The next day the work continues, the aching arms protest heartily, the tillering taking place more frequently, and the shaving and sanding is cut shorter and shorter. Tension begins to rise, this is fine tuning now, there’s very little room for mistakes, and even less for correction. It’s wood we’re working with, wood that we have learned to communicate with, listen to, instruct, respect. As a natural material, it can be unpredictable and do things on its own accord, and just about now is one of the most….

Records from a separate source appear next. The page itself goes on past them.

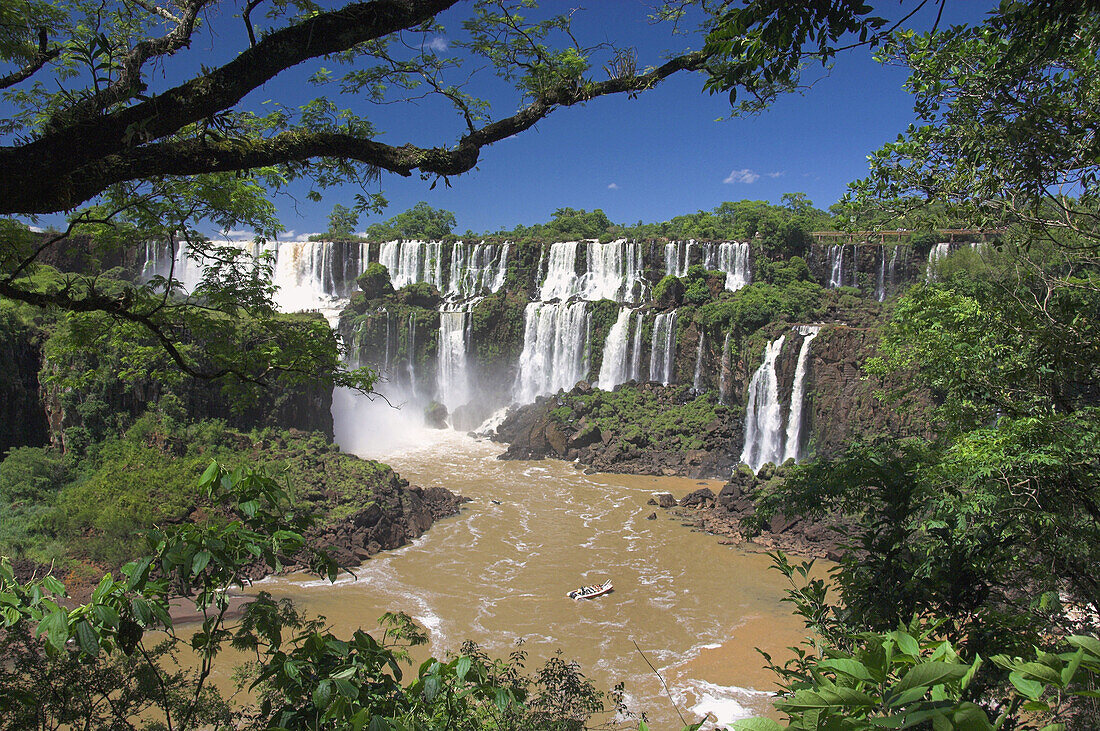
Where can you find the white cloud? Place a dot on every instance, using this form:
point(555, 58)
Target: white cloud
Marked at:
point(743, 176)
point(438, 44)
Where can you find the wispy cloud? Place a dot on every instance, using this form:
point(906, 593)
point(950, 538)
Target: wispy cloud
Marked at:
point(744, 175)
point(438, 44)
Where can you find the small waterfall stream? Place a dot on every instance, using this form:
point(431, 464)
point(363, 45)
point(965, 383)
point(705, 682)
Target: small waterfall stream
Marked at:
point(615, 367)
point(793, 449)
point(662, 349)
point(763, 420)
point(836, 265)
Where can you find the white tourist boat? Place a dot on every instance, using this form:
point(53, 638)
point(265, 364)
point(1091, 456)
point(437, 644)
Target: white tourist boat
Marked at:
point(592, 590)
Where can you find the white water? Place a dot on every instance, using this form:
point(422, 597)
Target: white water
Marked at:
point(697, 379)
point(836, 265)
point(636, 349)
point(935, 254)
point(662, 349)
point(724, 375)
point(763, 419)
point(615, 367)
point(793, 449)
point(613, 272)
point(474, 268)
point(554, 355)
point(453, 373)
point(409, 262)
point(734, 259)
point(730, 257)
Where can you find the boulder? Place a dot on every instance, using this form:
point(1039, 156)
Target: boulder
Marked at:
point(700, 498)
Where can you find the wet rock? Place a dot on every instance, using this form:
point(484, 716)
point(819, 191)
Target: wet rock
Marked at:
point(666, 500)
point(700, 498)
point(435, 416)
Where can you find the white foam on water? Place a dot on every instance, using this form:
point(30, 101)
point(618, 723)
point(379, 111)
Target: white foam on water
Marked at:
point(725, 704)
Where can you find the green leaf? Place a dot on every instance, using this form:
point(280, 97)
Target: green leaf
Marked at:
point(930, 674)
point(200, 561)
point(848, 666)
point(755, 724)
point(1031, 688)
point(1090, 645)
point(55, 627)
point(87, 638)
point(322, 695)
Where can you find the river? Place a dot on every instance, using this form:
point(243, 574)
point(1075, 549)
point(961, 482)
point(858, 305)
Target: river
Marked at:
point(498, 573)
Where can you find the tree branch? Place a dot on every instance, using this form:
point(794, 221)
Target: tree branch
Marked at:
point(204, 155)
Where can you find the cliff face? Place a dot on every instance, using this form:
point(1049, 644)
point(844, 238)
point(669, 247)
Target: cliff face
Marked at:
point(22, 416)
point(842, 401)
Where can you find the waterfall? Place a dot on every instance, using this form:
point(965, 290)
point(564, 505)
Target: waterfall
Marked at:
point(474, 268)
point(613, 272)
point(887, 274)
point(880, 287)
point(409, 262)
point(662, 347)
point(836, 265)
point(678, 257)
point(763, 422)
point(793, 450)
point(724, 375)
point(636, 350)
point(410, 354)
point(697, 380)
point(734, 259)
point(615, 367)
point(556, 339)
point(935, 254)
point(561, 280)
point(453, 381)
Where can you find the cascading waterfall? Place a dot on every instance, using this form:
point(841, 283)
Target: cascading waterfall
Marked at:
point(613, 272)
point(615, 367)
point(556, 330)
point(935, 254)
point(763, 420)
point(475, 267)
point(678, 257)
point(453, 380)
point(724, 375)
point(410, 347)
point(697, 380)
point(636, 349)
point(556, 353)
point(662, 347)
point(409, 262)
point(836, 265)
point(734, 259)
point(793, 449)
point(886, 274)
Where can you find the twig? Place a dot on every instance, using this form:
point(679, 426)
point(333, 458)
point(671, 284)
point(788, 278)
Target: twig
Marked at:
point(661, 678)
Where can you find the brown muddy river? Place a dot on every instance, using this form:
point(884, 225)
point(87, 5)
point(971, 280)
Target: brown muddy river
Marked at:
point(498, 573)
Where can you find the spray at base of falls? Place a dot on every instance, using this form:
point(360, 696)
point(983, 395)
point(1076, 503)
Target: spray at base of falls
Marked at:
point(697, 380)
point(836, 265)
point(663, 349)
point(615, 367)
point(768, 438)
point(556, 353)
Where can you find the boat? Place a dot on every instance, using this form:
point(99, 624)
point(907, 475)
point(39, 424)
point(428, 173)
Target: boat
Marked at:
point(592, 590)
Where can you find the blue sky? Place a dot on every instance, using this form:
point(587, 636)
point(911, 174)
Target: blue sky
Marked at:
point(667, 152)
point(664, 153)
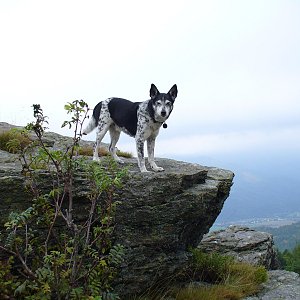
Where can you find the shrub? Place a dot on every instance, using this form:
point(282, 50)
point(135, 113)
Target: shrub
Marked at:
point(14, 140)
point(56, 256)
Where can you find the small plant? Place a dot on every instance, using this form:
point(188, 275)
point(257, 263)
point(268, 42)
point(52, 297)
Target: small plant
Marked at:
point(227, 279)
point(14, 140)
point(58, 256)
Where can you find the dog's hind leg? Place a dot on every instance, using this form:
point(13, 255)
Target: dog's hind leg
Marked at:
point(114, 137)
point(101, 131)
point(140, 153)
point(150, 148)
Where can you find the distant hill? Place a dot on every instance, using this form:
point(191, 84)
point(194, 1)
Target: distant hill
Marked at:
point(285, 237)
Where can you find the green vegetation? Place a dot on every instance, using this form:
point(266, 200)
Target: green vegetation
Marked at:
point(88, 151)
point(52, 255)
point(14, 140)
point(213, 277)
point(230, 279)
point(290, 259)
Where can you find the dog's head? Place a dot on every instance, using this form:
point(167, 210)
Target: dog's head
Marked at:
point(162, 104)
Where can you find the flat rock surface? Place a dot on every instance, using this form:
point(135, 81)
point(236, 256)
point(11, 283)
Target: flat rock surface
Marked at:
point(281, 285)
point(159, 217)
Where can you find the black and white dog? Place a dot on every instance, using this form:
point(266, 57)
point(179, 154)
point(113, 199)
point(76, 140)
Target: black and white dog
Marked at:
point(141, 120)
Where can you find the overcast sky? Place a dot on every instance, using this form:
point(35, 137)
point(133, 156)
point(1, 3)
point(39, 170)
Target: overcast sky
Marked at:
point(236, 64)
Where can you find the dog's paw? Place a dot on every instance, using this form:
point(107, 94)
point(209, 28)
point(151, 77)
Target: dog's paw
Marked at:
point(158, 169)
point(120, 161)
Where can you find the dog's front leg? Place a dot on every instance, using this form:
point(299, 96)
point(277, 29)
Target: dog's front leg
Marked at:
point(150, 148)
point(140, 153)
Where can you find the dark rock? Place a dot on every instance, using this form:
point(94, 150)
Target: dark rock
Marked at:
point(280, 285)
point(244, 244)
point(160, 215)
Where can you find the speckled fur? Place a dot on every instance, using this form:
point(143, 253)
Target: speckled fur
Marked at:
point(149, 116)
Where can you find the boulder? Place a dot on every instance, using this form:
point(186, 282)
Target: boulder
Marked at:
point(244, 244)
point(160, 215)
point(280, 285)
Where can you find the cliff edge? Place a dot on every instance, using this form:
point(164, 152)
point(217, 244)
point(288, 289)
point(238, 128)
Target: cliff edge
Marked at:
point(160, 215)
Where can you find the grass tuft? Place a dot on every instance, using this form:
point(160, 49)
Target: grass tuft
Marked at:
point(214, 277)
point(88, 151)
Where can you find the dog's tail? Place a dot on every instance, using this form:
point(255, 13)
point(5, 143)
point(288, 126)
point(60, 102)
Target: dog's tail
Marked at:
point(94, 119)
point(90, 126)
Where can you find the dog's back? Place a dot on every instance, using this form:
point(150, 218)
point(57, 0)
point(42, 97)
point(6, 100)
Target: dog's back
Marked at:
point(124, 114)
point(141, 120)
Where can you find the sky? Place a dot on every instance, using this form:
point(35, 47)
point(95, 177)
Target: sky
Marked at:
point(236, 64)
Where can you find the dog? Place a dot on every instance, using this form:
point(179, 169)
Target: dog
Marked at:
point(141, 120)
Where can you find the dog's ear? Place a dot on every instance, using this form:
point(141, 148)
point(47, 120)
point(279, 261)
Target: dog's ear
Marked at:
point(153, 91)
point(173, 92)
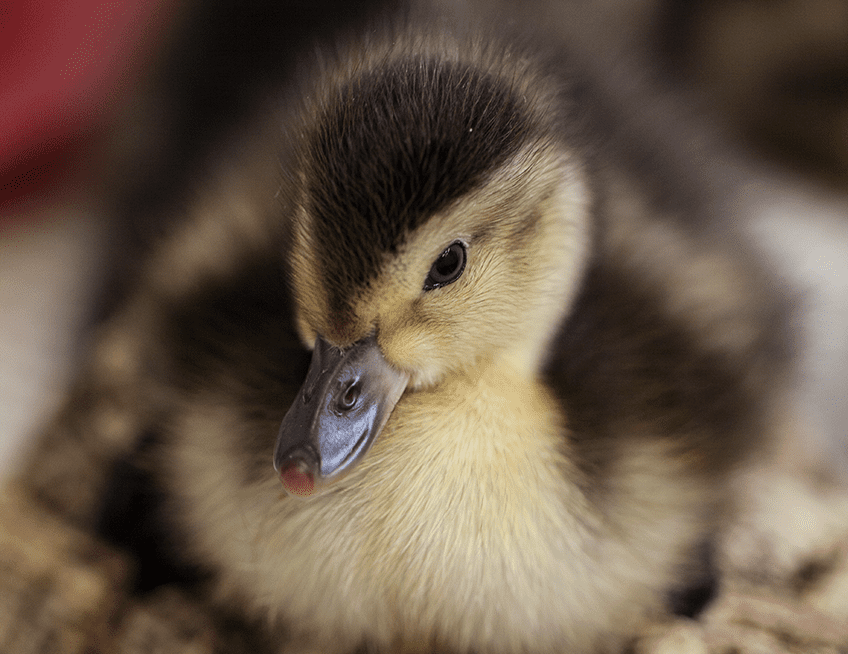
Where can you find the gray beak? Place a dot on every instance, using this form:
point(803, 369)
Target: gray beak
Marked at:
point(340, 410)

The loud sound of splintering wood has the same effect a gunshot might have, everybody freezes, looks around, whose bow just perished? Magén is the tensest of all. Then his apprentice laughs. The bugger took an old arrow shaft and snapped it under his heel. The tension is broken, we laugh, mostly with relief, as Magén chases the apprentice out of the workshop.
By the end of the day we’re all as proud as a pup which just learned how to fetch a stick. Mind you, the mutt’s stick is easily outclassed by our brand new bows, bows we made with our own hands, a uniquely handcrafted product which we created under the guiding hand of our friendly neighbourhood bowyer.

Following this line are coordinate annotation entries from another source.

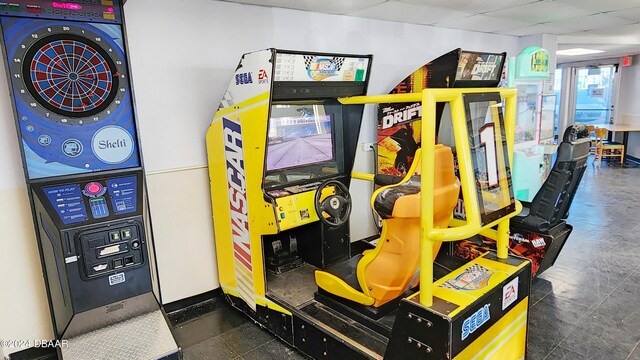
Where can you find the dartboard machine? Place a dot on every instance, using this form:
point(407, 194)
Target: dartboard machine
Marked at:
point(69, 80)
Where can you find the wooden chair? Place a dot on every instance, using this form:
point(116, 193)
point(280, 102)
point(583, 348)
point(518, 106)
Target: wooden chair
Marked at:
point(604, 148)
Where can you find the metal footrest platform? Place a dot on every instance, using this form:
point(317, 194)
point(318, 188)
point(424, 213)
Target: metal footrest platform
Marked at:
point(143, 337)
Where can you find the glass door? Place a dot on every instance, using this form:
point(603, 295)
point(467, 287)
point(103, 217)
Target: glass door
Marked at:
point(594, 95)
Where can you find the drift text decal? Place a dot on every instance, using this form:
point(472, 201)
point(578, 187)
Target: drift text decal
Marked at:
point(238, 207)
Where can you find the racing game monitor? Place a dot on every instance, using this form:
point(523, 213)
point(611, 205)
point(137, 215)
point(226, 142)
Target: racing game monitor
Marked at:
point(301, 137)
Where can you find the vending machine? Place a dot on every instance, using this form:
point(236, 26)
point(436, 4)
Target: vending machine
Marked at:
point(69, 79)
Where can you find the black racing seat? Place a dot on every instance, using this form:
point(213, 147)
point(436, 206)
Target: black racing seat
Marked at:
point(551, 204)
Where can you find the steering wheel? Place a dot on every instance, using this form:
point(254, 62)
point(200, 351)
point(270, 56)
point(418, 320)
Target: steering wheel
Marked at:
point(337, 205)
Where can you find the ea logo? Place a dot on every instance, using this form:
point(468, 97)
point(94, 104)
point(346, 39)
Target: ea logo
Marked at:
point(335, 203)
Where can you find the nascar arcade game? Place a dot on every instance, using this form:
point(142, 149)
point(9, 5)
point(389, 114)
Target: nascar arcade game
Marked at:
point(281, 149)
point(68, 74)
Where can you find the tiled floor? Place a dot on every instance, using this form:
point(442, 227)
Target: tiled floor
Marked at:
point(585, 307)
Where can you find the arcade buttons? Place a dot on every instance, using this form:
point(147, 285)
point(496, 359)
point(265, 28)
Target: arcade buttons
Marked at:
point(94, 189)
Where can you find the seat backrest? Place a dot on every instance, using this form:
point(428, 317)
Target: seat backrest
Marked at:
point(385, 272)
point(551, 203)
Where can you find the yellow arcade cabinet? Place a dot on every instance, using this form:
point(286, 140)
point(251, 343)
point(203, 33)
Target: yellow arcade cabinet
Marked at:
point(281, 149)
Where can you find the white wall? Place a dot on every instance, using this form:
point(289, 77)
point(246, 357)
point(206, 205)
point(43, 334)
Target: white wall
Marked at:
point(182, 56)
point(628, 111)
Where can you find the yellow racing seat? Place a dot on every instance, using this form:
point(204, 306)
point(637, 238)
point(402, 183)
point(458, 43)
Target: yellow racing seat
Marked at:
point(382, 274)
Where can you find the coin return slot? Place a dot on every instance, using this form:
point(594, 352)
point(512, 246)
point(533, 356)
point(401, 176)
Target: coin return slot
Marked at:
point(100, 267)
point(110, 250)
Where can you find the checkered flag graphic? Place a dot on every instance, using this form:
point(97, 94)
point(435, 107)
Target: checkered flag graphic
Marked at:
point(227, 100)
point(338, 61)
point(307, 61)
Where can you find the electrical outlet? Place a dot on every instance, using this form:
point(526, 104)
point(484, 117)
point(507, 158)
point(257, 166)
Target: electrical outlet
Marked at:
point(367, 146)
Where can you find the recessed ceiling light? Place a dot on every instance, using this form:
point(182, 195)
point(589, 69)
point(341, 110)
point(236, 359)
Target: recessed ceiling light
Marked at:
point(578, 51)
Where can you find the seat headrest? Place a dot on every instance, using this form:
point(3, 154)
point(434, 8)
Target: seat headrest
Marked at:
point(574, 151)
point(575, 132)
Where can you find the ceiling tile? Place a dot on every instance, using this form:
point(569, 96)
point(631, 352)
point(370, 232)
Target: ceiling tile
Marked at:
point(407, 13)
point(601, 5)
point(536, 29)
point(540, 12)
point(591, 22)
point(622, 30)
point(472, 6)
point(632, 14)
point(325, 6)
point(482, 23)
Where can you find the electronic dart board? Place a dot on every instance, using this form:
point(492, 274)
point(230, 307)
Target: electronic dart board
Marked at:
point(73, 99)
point(68, 75)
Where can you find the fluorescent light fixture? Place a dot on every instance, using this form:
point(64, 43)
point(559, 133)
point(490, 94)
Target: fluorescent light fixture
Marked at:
point(578, 51)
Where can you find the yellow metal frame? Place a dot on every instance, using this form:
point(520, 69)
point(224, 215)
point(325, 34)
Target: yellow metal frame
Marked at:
point(472, 225)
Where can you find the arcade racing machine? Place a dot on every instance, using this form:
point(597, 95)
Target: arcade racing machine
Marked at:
point(540, 231)
point(73, 104)
point(399, 123)
point(281, 149)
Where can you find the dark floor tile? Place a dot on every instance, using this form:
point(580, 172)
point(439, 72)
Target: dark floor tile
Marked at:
point(194, 332)
point(211, 349)
point(589, 287)
point(635, 354)
point(195, 311)
point(620, 311)
point(548, 327)
point(539, 289)
point(553, 308)
point(274, 350)
point(246, 337)
point(228, 318)
point(208, 326)
point(560, 353)
point(595, 340)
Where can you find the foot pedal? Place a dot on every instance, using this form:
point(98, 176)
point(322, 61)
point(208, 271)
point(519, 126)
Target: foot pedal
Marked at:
point(144, 337)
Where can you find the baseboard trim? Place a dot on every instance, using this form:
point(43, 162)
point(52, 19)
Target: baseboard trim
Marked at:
point(34, 354)
point(191, 301)
point(632, 158)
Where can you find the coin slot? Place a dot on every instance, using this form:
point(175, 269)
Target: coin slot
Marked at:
point(100, 267)
point(128, 261)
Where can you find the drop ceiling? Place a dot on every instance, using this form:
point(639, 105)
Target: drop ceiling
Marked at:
point(609, 25)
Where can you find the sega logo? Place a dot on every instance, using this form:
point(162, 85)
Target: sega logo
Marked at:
point(263, 78)
point(475, 321)
point(243, 78)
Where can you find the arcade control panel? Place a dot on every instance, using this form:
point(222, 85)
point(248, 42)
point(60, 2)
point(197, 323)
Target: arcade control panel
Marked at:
point(111, 248)
point(100, 222)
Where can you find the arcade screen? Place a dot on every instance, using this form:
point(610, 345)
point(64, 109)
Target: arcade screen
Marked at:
point(489, 154)
point(479, 66)
point(303, 136)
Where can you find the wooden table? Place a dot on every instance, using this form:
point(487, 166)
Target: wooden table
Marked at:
point(624, 129)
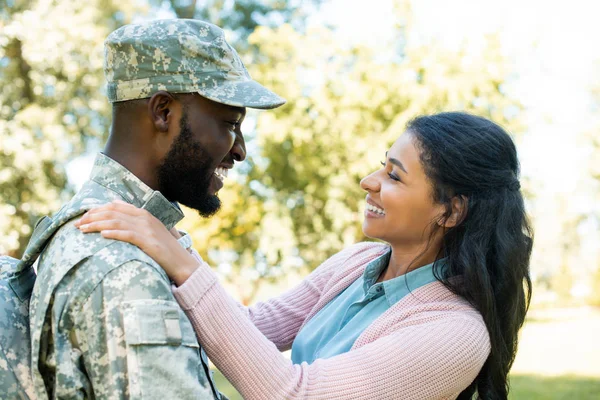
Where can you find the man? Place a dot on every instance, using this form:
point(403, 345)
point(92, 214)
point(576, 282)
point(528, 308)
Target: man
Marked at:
point(104, 323)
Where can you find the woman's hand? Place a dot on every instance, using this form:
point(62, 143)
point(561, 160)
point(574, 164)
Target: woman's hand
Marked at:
point(122, 221)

It’s getting kind of icky, isn’t it? All this hero-worship? Well, rest assured, the man has his faults, as we all do. For example, he doesn’t suffer a fool gladly, and once he’s decided someone is a fool he can be notably impatient. Also, there’s a fine line between admirable determination, and being so stubborn no cliché could come close to providing a suitable description, much as mules spring to mind. Magén doesn’t always recognize that fine line, is quite happy to sit astride it, or move from one side to the other without a proper visa application. On top of that, he doesn’t have a clue as to what the word diplomacy entails, if he has an opinion, and he’s full of them, he sees it as his duty to share that opinion, preferably in your face, because he’s not too keen on doing stuff behind people’s backs.
However, these qualities are also part of the characteristics that set him apart from the mass of men, and although no angel, the man knows certainly knows how to run a workshop. You want archery this winter? Better sign up soon.
May your arrows fly straight and true.